Si les es permitido, los dóberman Chili y Argos se unen a la marcha. Al vivir en la misma cuadra que los caballos, están habituados a los paseos y a los chalanes. Al igual que los equinos, cruzan el río, se bañan en la playa, ladran de felicidad durante el paseo hasta que otro can se interponga en su camino. Es allí cuando demuestran su raza.

En la ruta se avista a los pobladores locales que se dedican a la agricultura y la ganadería. A unos escasos metros de la playa, cuando el río Lurín se une con el mar, se puede ver a niños bañándose y hombres pescando. Solo unos paneles electorales y unos camiones que durante el día buscan ganarle terreno al mar pueden hacer que el viajero se dé cuenta de que realmente Lima está cerca.

El mejor momento del paseo es cuando se está en la playa. La brisa marina alivia del sol veraniego, los perros hacen sus piruetas retando al mar y los caballos se relajan en el agua. Es un momento ideal para el relax.

OTROS SERVICIOS

Otra ruta de Cabalgatas incluye un paseo por los alrededores de las ruinas de Pachacámac, que fue el oráculo más importante de la costa peruana. Esta es una de las rutas más solicitadas debido a que ofrece la posibilidad de hacer fotos únicas de los caballos y el sitio arqueológico.

Pese a que Cabalgatas ofrece este servicio desde hace unos diez años, sus paseos son más conocidos entre los turistas extranjeros. Incluso entre aquellos que solo están de paso por Lima, pues la empresa ofrece el servicio de recojo y traslado al aeropuerto internacional Jorge Chávez.

También se realizan paseos a caballo en noches de luna llena, pero este se hace solo previa coordinación.

Allá vamos
Informes: En www.cabalgata.com.pe 9953-8771, Nextel: 133*3601 y RPM: #688771. E-mail: eventos@cabalgatas.com.pe.

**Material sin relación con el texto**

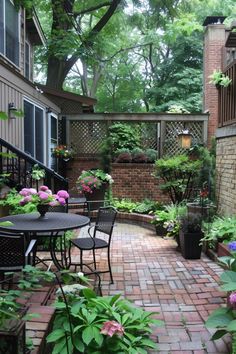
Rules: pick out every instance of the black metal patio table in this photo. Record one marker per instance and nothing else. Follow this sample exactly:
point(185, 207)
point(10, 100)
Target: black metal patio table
point(53, 223)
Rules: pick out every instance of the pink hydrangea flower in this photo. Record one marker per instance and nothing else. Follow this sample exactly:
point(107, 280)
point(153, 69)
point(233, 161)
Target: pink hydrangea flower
point(33, 191)
point(24, 192)
point(232, 298)
point(62, 194)
point(43, 188)
point(43, 195)
point(110, 328)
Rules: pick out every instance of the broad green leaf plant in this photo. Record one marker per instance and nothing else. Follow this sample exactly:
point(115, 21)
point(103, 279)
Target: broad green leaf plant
point(224, 319)
point(96, 325)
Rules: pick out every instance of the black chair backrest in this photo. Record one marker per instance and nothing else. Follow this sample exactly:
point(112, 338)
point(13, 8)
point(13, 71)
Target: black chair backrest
point(105, 220)
point(12, 246)
point(58, 209)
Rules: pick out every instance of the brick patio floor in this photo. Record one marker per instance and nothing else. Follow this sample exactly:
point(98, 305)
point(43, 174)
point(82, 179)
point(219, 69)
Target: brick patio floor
point(149, 271)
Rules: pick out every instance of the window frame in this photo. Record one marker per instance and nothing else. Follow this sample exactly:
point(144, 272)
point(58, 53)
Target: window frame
point(4, 35)
point(29, 63)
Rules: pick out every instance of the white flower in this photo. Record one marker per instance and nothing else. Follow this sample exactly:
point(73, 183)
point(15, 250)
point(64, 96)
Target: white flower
point(71, 289)
point(109, 178)
point(80, 274)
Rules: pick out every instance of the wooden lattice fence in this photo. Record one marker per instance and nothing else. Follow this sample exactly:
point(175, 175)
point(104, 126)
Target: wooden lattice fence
point(87, 133)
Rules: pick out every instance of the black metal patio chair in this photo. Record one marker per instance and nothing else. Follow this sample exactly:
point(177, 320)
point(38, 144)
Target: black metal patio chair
point(104, 224)
point(15, 253)
point(43, 238)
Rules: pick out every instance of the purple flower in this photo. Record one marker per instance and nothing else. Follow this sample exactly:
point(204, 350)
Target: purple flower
point(232, 246)
point(232, 298)
point(24, 192)
point(62, 194)
point(62, 201)
point(110, 328)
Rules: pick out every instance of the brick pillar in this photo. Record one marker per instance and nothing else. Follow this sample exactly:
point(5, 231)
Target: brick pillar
point(214, 41)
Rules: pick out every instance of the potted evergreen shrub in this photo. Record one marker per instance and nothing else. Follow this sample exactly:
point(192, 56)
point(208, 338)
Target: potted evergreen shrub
point(94, 184)
point(190, 235)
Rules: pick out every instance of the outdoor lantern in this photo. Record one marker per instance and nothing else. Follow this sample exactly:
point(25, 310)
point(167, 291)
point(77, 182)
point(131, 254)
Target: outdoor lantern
point(185, 139)
point(11, 110)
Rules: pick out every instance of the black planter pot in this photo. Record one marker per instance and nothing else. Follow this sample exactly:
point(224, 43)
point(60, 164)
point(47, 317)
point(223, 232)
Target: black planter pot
point(189, 242)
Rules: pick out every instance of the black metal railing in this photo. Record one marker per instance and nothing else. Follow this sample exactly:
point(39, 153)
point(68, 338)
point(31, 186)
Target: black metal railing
point(18, 165)
point(227, 103)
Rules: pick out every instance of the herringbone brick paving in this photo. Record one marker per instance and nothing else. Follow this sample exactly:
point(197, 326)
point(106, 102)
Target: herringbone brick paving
point(148, 270)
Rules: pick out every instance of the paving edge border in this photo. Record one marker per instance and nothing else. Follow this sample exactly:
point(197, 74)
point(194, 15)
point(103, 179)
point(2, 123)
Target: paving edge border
point(133, 218)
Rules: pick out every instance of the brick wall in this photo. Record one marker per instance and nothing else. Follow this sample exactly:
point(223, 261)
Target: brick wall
point(226, 175)
point(214, 41)
point(134, 181)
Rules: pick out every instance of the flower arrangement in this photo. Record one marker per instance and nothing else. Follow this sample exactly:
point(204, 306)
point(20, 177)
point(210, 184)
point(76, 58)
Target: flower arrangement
point(219, 79)
point(91, 180)
point(63, 152)
point(223, 319)
point(43, 197)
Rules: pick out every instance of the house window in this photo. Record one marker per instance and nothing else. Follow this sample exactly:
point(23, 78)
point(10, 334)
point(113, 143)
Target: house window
point(27, 60)
point(34, 128)
point(9, 31)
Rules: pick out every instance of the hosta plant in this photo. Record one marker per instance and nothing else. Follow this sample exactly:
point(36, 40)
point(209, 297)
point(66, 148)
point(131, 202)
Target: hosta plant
point(87, 323)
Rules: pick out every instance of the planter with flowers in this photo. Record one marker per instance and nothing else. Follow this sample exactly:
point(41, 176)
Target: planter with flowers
point(13, 309)
point(63, 152)
point(223, 319)
point(190, 236)
point(94, 184)
point(43, 199)
point(202, 205)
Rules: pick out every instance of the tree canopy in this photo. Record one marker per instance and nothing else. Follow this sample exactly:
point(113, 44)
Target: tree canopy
point(133, 56)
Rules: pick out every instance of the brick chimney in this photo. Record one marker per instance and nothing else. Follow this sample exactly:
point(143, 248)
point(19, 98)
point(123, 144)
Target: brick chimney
point(214, 41)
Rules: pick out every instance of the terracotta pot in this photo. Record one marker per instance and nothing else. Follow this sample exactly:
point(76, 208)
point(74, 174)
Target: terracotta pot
point(223, 250)
point(42, 209)
point(198, 210)
point(160, 230)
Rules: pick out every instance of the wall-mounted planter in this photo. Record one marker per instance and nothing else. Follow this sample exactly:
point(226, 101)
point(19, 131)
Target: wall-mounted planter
point(189, 243)
point(223, 250)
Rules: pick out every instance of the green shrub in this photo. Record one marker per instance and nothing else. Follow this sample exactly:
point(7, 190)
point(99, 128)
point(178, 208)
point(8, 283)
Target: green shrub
point(147, 206)
point(170, 218)
point(13, 199)
point(222, 229)
point(124, 135)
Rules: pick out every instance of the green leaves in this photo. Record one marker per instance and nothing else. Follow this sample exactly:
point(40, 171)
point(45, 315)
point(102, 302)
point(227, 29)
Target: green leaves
point(3, 116)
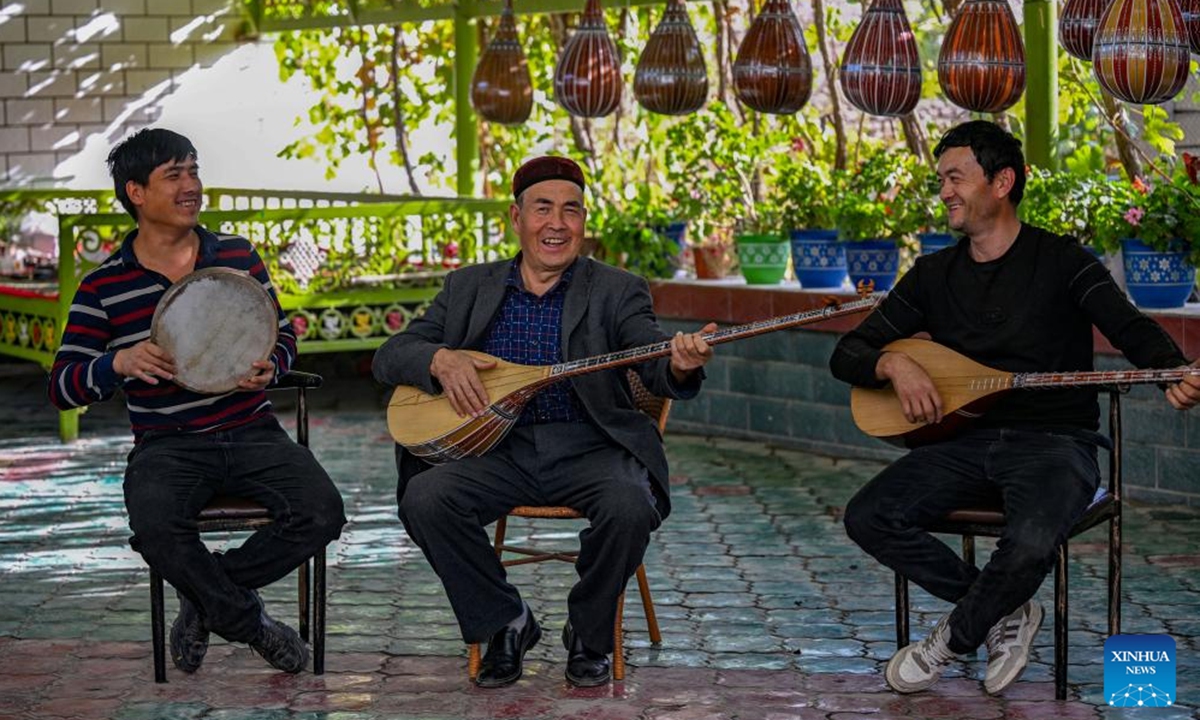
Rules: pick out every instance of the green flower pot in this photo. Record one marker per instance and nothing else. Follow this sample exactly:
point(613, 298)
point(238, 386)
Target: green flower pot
point(763, 258)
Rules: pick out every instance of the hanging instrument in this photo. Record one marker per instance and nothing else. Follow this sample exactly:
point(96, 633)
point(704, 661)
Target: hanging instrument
point(966, 389)
point(429, 427)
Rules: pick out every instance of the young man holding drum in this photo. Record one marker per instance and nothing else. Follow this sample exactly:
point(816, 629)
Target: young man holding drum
point(191, 447)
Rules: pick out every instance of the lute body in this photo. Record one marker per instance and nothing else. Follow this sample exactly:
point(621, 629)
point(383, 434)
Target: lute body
point(967, 388)
point(427, 426)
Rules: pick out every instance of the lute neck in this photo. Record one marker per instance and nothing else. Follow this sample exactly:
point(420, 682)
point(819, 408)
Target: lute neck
point(660, 349)
point(1097, 377)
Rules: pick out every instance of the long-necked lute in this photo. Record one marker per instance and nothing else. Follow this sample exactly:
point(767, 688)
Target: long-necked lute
point(427, 426)
point(967, 388)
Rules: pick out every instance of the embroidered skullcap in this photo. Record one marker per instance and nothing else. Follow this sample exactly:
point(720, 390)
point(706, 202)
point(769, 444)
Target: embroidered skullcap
point(547, 167)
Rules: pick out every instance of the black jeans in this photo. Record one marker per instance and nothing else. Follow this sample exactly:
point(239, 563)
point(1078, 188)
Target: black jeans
point(445, 508)
point(1042, 480)
point(172, 477)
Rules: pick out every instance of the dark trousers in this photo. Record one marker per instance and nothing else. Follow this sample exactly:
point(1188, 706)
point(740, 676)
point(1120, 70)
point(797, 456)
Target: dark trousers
point(445, 509)
point(172, 477)
point(1042, 480)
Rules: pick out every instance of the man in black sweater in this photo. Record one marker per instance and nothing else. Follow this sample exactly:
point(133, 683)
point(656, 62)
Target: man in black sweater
point(1014, 298)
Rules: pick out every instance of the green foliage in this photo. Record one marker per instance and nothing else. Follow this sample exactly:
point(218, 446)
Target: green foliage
point(719, 168)
point(876, 201)
point(630, 234)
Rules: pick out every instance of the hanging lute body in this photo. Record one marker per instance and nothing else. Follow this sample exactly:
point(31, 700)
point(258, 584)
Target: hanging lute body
point(429, 427)
point(967, 388)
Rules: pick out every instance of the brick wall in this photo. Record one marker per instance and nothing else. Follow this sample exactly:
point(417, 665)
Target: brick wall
point(73, 69)
point(777, 388)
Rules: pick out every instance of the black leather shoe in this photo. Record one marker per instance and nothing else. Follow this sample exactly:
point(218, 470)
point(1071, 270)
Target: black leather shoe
point(279, 643)
point(189, 637)
point(505, 653)
point(585, 667)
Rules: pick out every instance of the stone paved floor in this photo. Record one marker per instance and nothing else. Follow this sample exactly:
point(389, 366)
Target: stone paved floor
point(767, 610)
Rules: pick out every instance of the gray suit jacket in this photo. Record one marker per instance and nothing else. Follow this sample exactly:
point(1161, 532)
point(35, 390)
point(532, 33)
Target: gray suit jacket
point(605, 310)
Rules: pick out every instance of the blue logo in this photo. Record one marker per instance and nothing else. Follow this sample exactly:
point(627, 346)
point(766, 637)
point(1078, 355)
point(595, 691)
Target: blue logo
point(1139, 671)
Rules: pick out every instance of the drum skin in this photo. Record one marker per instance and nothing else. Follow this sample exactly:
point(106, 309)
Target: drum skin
point(881, 67)
point(501, 89)
point(671, 77)
point(1140, 52)
point(216, 323)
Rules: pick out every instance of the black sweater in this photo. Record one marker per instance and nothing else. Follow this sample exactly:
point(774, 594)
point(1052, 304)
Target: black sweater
point(1031, 310)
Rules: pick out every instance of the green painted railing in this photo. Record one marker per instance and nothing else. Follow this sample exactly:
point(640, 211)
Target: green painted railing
point(351, 270)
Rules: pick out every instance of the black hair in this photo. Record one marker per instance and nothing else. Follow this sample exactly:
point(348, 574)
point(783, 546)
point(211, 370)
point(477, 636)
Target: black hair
point(994, 148)
point(137, 156)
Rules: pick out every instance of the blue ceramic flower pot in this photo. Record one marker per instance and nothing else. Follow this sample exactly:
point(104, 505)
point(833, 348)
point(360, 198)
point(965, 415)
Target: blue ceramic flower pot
point(931, 243)
point(819, 259)
point(1157, 279)
point(873, 262)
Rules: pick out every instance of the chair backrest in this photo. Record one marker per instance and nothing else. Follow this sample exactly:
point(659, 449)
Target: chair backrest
point(654, 406)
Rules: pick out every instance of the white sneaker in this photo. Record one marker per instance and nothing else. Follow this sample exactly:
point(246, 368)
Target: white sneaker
point(1008, 646)
point(918, 665)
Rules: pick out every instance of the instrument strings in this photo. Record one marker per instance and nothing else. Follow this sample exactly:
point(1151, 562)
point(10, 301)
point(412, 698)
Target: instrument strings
point(718, 336)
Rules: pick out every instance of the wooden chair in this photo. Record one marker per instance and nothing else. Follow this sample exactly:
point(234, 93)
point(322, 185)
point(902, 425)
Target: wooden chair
point(990, 523)
point(231, 514)
point(658, 408)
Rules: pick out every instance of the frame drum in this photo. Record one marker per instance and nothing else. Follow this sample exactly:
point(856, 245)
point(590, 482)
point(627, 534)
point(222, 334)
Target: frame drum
point(216, 322)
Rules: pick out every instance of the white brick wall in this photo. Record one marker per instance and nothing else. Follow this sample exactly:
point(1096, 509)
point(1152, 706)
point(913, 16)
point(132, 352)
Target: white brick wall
point(55, 93)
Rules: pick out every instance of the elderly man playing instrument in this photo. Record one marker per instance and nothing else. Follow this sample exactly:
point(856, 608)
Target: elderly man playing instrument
point(1019, 299)
point(579, 443)
point(190, 447)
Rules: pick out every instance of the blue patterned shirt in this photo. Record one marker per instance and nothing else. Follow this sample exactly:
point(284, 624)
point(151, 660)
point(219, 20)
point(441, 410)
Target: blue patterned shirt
point(528, 330)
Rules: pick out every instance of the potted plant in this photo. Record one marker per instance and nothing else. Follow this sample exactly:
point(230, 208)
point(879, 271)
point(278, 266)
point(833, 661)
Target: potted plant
point(875, 220)
point(762, 249)
point(807, 190)
point(1152, 223)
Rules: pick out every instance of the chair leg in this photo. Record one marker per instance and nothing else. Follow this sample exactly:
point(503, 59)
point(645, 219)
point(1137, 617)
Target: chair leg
point(473, 660)
point(618, 641)
point(652, 619)
point(318, 611)
point(1115, 575)
point(501, 528)
point(157, 627)
point(901, 611)
point(303, 600)
point(1060, 624)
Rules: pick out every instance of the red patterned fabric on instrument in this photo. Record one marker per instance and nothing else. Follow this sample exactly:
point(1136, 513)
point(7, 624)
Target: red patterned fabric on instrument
point(1141, 51)
point(982, 64)
point(881, 69)
point(671, 77)
point(587, 78)
point(501, 89)
point(773, 71)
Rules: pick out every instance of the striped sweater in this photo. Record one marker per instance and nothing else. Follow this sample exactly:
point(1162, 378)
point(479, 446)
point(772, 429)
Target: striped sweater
point(113, 309)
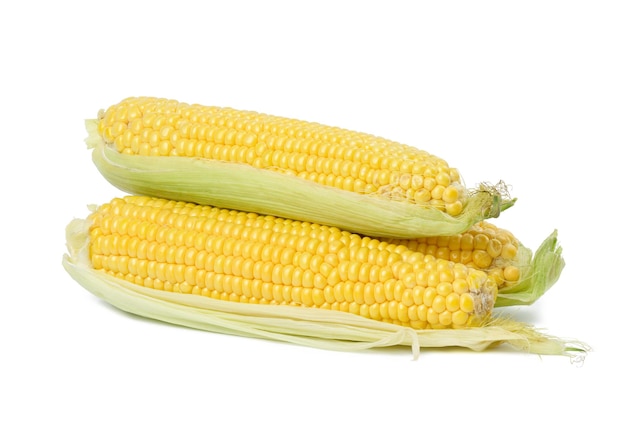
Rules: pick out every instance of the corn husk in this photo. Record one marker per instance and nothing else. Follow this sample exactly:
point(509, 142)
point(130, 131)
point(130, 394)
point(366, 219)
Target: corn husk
point(246, 188)
point(317, 328)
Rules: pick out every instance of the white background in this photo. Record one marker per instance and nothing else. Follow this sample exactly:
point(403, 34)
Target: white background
point(529, 92)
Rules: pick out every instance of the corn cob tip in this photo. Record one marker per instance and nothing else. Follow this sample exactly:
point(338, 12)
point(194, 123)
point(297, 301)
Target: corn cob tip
point(500, 198)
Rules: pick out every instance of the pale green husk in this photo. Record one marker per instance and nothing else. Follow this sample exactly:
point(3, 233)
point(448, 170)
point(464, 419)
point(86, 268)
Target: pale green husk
point(245, 188)
point(309, 327)
point(538, 274)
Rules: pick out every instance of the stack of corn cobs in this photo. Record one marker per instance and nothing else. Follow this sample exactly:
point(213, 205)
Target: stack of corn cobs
point(257, 225)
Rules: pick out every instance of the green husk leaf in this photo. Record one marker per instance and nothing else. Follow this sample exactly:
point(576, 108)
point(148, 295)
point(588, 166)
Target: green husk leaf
point(538, 274)
point(246, 188)
point(317, 328)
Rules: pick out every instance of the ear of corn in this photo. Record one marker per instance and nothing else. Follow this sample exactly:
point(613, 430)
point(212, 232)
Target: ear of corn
point(521, 276)
point(287, 168)
point(118, 236)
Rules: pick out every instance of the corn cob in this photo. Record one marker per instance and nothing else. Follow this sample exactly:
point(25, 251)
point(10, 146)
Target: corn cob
point(284, 167)
point(248, 274)
point(521, 277)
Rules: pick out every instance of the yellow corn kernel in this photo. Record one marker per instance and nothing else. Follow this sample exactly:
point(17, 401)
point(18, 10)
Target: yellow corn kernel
point(305, 149)
point(235, 256)
point(483, 246)
point(203, 145)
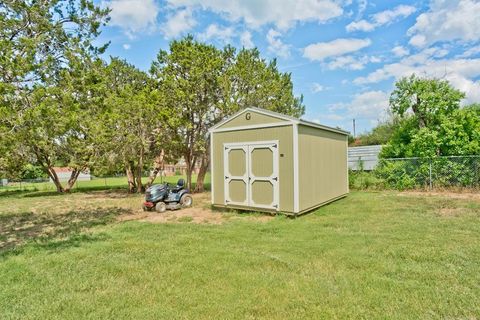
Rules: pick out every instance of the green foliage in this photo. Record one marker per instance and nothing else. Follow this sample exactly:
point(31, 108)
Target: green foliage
point(428, 99)
point(379, 135)
point(363, 180)
point(201, 85)
point(33, 172)
point(432, 122)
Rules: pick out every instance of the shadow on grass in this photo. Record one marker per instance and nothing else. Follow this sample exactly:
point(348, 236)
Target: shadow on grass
point(52, 231)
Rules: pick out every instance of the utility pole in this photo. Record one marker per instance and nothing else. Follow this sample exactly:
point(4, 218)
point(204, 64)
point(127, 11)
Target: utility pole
point(354, 135)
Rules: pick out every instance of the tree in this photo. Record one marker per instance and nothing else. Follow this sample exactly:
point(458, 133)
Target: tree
point(132, 126)
point(189, 77)
point(45, 46)
point(205, 84)
point(428, 99)
point(379, 135)
point(437, 126)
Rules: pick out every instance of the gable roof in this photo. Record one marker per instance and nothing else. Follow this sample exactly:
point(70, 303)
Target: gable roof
point(281, 116)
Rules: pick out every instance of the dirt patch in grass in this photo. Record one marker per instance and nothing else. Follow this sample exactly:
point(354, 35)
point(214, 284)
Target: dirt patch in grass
point(451, 212)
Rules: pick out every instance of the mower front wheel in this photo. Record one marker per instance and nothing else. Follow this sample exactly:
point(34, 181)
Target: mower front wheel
point(160, 207)
point(186, 200)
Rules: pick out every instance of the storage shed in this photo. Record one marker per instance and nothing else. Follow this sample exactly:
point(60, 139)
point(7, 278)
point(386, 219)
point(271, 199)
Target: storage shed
point(266, 161)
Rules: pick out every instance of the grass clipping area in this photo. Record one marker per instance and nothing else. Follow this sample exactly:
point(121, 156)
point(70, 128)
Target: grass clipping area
point(370, 255)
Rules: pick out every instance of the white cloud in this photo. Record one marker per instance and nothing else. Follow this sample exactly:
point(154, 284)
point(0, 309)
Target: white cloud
point(215, 31)
point(322, 50)
point(362, 6)
point(369, 105)
point(317, 87)
point(351, 62)
point(430, 63)
point(362, 25)
point(446, 21)
point(282, 13)
point(276, 45)
point(400, 51)
point(473, 51)
point(178, 23)
point(133, 16)
point(246, 40)
point(381, 18)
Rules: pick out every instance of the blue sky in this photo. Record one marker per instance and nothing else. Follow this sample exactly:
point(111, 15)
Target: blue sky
point(344, 55)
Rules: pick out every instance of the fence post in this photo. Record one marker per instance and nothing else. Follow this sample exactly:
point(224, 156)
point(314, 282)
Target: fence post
point(430, 174)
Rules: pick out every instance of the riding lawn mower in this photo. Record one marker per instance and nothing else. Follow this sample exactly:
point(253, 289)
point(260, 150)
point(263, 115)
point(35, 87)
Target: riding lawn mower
point(161, 197)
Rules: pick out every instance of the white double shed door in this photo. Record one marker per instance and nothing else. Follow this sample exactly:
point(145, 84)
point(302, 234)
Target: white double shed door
point(251, 174)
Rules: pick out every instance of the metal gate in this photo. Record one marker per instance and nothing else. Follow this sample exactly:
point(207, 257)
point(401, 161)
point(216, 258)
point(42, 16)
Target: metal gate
point(251, 174)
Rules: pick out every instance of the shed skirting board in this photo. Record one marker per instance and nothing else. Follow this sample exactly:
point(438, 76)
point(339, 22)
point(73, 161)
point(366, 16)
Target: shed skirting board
point(254, 209)
point(322, 204)
point(211, 168)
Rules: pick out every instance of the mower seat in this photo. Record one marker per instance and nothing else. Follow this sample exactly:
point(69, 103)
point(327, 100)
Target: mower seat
point(180, 185)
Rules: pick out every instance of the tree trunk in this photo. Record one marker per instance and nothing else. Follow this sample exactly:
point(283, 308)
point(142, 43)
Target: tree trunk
point(140, 188)
point(189, 169)
point(130, 177)
point(199, 186)
point(73, 179)
point(157, 167)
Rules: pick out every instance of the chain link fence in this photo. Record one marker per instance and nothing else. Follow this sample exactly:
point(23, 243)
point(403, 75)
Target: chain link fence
point(450, 172)
point(93, 183)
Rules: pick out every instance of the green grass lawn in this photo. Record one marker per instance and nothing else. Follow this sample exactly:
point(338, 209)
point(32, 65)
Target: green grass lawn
point(371, 255)
point(94, 184)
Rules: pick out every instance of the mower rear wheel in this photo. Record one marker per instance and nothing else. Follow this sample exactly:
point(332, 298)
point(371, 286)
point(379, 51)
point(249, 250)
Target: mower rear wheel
point(186, 200)
point(161, 207)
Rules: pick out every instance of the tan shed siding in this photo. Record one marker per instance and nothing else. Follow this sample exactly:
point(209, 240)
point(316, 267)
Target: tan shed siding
point(255, 119)
point(283, 134)
point(322, 166)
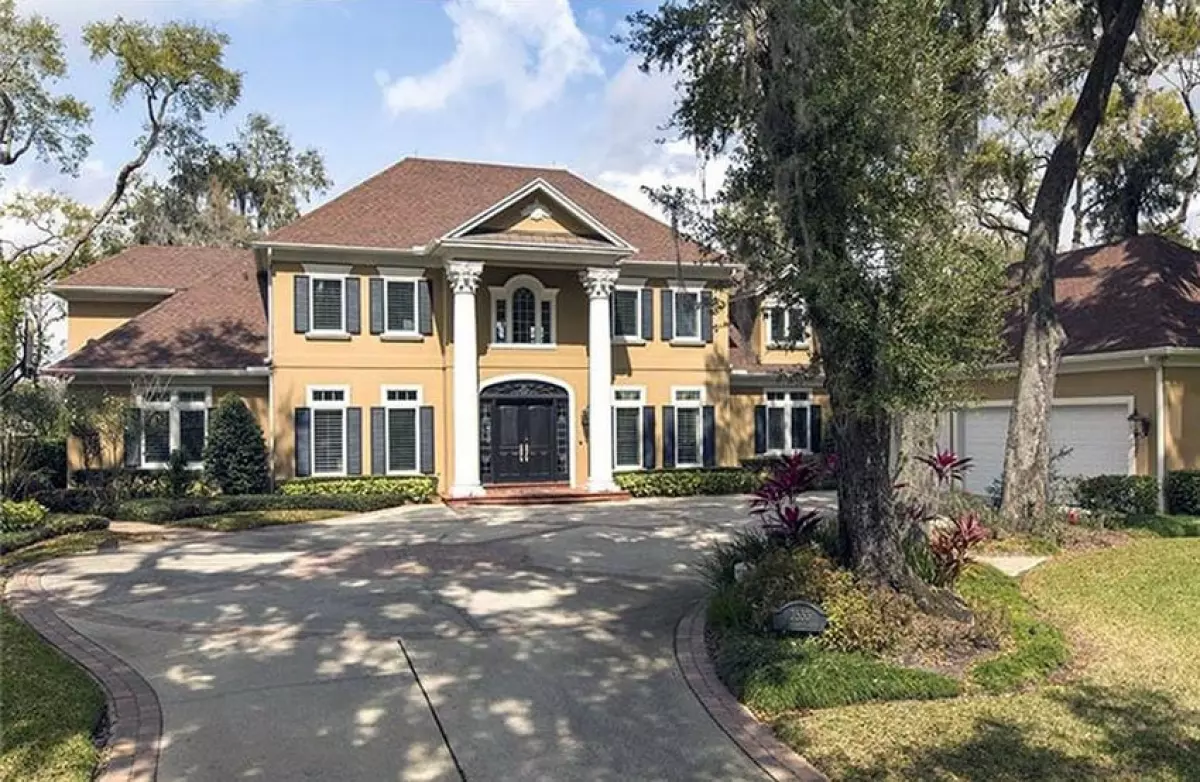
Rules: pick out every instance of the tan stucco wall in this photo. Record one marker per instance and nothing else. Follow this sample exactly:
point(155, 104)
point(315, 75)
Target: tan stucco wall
point(93, 319)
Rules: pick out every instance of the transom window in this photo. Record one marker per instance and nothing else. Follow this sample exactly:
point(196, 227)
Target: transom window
point(328, 302)
point(402, 405)
point(174, 420)
point(627, 427)
point(523, 312)
point(689, 428)
point(328, 429)
point(787, 421)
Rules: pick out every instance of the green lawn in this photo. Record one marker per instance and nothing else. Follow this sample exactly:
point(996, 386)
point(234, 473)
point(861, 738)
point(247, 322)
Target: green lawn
point(1127, 709)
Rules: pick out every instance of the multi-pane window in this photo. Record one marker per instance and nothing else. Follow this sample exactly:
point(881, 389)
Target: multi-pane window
point(627, 415)
point(328, 304)
point(328, 431)
point(173, 420)
point(627, 311)
point(400, 306)
point(786, 325)
point(402, 405)
point(787, 421)
point(689, 429)
point(687, 314)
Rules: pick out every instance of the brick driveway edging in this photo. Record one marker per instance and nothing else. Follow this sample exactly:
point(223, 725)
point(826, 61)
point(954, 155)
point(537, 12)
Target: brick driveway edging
point(775, 758)
point(135, 719)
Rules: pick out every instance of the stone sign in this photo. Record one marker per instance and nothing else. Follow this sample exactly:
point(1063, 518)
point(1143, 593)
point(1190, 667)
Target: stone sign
point(801, 618)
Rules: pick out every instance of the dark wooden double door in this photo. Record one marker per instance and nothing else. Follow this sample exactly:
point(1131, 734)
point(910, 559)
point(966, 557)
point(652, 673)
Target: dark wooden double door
point(523, 440)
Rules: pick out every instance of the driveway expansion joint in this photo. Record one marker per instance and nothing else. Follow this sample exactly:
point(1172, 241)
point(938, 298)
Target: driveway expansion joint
point(135, 717)
point(756, 740)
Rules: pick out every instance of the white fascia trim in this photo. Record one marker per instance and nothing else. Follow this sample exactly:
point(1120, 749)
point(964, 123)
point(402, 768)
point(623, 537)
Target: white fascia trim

Qué llevar: Sombrero o gorra, pantalón largo, bloqueador solar y zapatillas cómodas.

Recomendaciones: Prefiera la mañana para la cabalgata, pues a medio día el sol pega fuerte. El atardecer también es otra opción para pasear.

Precios: Una hora de recorrido por el valle de Lurín vale US$45. Un paseo de dos horas (incluye valle y playa) cuesta US$55 dólares y el de tres horas (valle, playa y ruinas), US$65.